1 – Les propos tenus relèvent de l’insulte à l’humanité

M. Paccalet exploite son fonds de commerce «Cousteau-Calypso » pour surfer sur la vague écolo-environnementaliste… J’en suis ravi pour lui, même si cela me navre toujours de voir l’erreur intellectuelle et l’arrogance nourrir son homme. Il est certainement savant et compétent dans des tas de domaines. Cela rend la violence et la haine de soi que recèle son propos d’autant plus sidérantes ! Le fond de l’article et, j’imagine, du livre n’est qu’insultes et anathèmes. Au départ, un constat de base qui témoigne du profond sens de l’observation de M. Paccalet et auquel chacun ne peut que souscrire :
« L’homme n’est qu’un objet négligeable dans l’immense univers. Un habitant de hasard sur une planète minuscule […] à la périphérie de notre galaxie dans un univers qui en compte des centaines de milliards… » ainsi que « Nous sommes transitoires éphémères… ». Mais cela se gâte très vite pour partir dans l’invective : « L’homme se prend pour tout ; il n’est rien. » ou encore « l’homme n’a pas inventé grand-chose sauf la vanité, l’ivrognerie, l’épuration ethnique et la guerre nucléaire…». M. Paccalet pratique donc l’amalgame sans souci ! Passons sur la vanité, péché mignon dont lui-même est bien sûr exempt, grâce sans doute à la fréquentation des poissons… Je croyais naïvement que la vanité était un de ces délicieux travers humains, consubstantiel à notre nature et partant, commun à chacun d’entre nous. Mais M. Paccalet, qui est un grand scientifique documenté, en a sans doute trouvé le nom de l’inventeur ! (c’est quand il veut pour nous passer l’information…).
Monsieur Paccalet n’aime pas les ivrognes. Il n’aime ni Antoine Blondin, ni la scène d’ivrognerie des « Tontons Flingueurs », ni les chansons à boire. Il n’a jamais pris une bonne cuite avec ses potes écolos sur la Calypso !, il ne boit que de l’eau filtrée… ou de l’eau de mer ?
M. Paccalet est soit très chiant… soit très hypocrite !
Quant à l’épuration ethnique, les inventeurs sont connus : ce sont des dictateurs, criminels au cerveau dérangé et leurs serviteurs obligés.
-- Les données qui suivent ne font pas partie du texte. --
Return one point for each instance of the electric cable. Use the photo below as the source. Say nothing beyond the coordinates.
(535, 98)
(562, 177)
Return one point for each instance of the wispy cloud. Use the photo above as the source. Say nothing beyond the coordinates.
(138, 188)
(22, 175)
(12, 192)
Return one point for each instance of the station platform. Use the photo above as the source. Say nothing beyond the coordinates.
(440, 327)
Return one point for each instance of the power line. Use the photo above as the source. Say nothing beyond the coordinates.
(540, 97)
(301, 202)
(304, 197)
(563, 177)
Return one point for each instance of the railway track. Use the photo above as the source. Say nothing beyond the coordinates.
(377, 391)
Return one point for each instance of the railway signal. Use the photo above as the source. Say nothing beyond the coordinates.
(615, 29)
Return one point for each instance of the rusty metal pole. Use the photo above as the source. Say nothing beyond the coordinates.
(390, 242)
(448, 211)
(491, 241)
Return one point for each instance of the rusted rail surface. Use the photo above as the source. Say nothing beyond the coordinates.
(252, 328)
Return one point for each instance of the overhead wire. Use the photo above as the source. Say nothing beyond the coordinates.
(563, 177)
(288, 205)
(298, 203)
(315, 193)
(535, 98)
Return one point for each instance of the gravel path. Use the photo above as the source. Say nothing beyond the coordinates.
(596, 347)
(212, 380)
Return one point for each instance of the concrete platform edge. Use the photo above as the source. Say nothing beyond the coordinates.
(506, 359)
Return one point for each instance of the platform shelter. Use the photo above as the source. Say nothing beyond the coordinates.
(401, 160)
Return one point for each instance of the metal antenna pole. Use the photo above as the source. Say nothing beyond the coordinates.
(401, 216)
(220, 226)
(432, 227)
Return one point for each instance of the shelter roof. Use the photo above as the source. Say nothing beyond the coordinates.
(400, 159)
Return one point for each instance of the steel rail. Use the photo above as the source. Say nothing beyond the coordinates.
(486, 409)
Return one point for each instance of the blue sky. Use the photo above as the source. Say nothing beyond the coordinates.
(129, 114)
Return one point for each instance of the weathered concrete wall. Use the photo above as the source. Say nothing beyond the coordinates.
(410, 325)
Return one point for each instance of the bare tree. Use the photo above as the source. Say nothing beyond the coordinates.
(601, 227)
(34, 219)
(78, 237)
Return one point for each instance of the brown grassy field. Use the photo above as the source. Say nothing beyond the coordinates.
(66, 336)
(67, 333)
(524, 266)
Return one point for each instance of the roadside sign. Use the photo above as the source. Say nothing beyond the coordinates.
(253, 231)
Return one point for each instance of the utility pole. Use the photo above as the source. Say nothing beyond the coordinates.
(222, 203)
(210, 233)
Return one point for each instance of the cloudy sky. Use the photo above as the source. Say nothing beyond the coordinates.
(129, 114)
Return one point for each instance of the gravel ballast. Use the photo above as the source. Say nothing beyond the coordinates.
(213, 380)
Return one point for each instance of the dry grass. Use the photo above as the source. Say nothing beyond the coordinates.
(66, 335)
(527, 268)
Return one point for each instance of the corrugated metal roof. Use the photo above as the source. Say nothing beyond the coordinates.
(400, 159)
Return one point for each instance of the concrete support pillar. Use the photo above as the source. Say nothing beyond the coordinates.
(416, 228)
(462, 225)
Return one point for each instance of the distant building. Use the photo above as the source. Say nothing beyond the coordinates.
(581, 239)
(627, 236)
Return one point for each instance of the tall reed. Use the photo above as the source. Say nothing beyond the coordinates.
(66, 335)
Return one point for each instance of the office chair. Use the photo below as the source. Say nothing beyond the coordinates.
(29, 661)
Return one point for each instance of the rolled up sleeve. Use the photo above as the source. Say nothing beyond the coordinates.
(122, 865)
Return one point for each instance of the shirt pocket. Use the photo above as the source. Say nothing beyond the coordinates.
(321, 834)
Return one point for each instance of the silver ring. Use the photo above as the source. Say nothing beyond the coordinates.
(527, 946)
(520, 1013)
Alors sur quoi donc se fonde ce monsieur pour faire porter la responsabilité de ces abominations à toutes les personnes qui n’ont rien eu à y voir et qui n’en demandaient pas tant ? Dois-je ajouter qu’il y a eu aussi parmi l’engeance exécrée quelques résistants et quelques combattants de la liberté ?…
M. Paccalet monte vite en gamme pour décréter que nous ne sommes qu’«un australopithèque à peine dégrossi ; doté certes d’un cerveau de 1 300 CC 3 d’où peuvent sortir la peinture de Vinci et la musique de Mozart mais plus généralement l’idée du sexe, l’obsession du territoire, la pulsion de dominer son voisin ou de l’assassiner ».
Monsieur Paccalet vit dans la peur…
Lui et sa famille sont-en permanence menacés… par leurs voisins. Ils rodent à sa porte et d’ailleurs ils ne vont pas tarder à l’assassiner et à le violer ! J’accorde à M. Paccalet qu’après 15 années passées à regarder la mer et les poissons, une ville, avec des hommes dedans, cela peut sembler étrange et poser des problèmes d’adaptation. A sa décharge peut-être a-t-il, après la Calypso, emménagé au Val Fourré, à la Pierre Collinet ou aux Minguettes ? Cela pourrait expliquer sa parano…
M. Paccalet est dangereux !
Pour éviter de céder à sa propre pulsion de dominer et trucider ses propres voisins en toute occasion, je lui recommande de s’installer dans un lieu isolé, seul ou à la rigueur avec José Bové, Yves Cochet, Alain Lipietz – voire Denis Baupin –, sur le plateau des Mille Vaches par exemple (miracle, cédant à leurs respectives pulsions de meurtre ils s’entretuent !).
M. Paccalet est sans doute lui-même de la classe des Vinci et des Mozart… (en toute modestie et toujours sans vanité aucune). Il estime que cela l’autorise à mépriser les croyances de ses congénères dans un paragraphe ricanant et simpliste : « Ainsi finira la vie humaine avant les cantiques du paradis ou l’odeur de chair cuite de l’enfer » où « Yahvé, Allah, Dieu, et Manitou » (sic) sont fourrés dans un même sac.
La violence verbale anti-Homme (au sens d’être humain) monte encore d’un cran et nous voilà, nous les Hommes, gratifiés d’épithètes aussi gracieuses que « prolifiques », « sales », « destructeurs » et « teigneux »… M. Paccalet touche un « plus haut » à la fin de l’article où, au terme d’un raisonnement que même le pasteur Malthus ne reconnaîtrait pas :

  • Les adultes sont ravalés au rang de « bagarreurs » (bon passons…)
  • Nos enfants en bas âge ou à venir ne sont rien qu’« un tsunami de bébés braillards »
  • Et pour faire bonne mesure nos grands parents et les personnes âgées qui nous sont chères sont « des vieillards rancis».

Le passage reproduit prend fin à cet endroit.